While these results were met with initial silence from the scientific community, perception changed and euphoria took over, after Ruvkun’s research group published their discovery of another microRNA encoded by the let-7 gene, seven years later. This gene was highly conserved and present throughout the animal kingdom, unlike lin-4. Over the following years, different microRNAs were identified. As a result of this work, researchers are today aware of the presence of more than 1,000 genes for different microRNAs and that gene regulation for microRNA is present in all multicellular organisms.

What are the applications for the future?

As Iorio and Croce list, since the first discovery, there have been remarkable advances in the understanding of microRNA biology. These include the identification of hundreds of microRNA genes; the dissection of microRNA biogenesis pathways; the identification of numerous microRNA targets and the establishment of principles of target regulation; and more importantly, there have been vigorous studies of their biological functions in physiological and pathological conditions.

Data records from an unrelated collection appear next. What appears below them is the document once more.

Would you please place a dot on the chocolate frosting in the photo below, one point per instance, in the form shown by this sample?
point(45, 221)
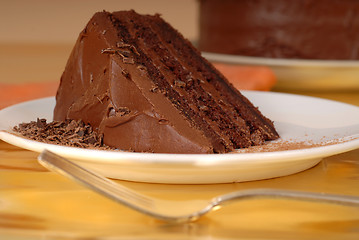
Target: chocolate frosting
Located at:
point(308, 29)
point(103, 86)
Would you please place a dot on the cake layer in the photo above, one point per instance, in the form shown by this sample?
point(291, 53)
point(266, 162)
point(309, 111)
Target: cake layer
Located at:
point(138, 82)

Researchers found that a single microRNA can regulate the expression of many different genes, and conversely, a single gene can be regulated by multiple microRNAs, thereby coordinating and fine-tuning entire networks of genes. Extensive research has also yielded knowledge that cells and tissues do not develop normally without microRNAs. Abnormal regulation by microRNA can contribute to cancer, and mutations in genes coding for microRNAs have been found in humans, causing conditions such as congenital hearing loss, eye and skeletal disorders. Mutations in one of the proteins required for microRNA production result in the DICER1 syndrome, a rare but severe syndrome linked to cancer in various organs and tissues.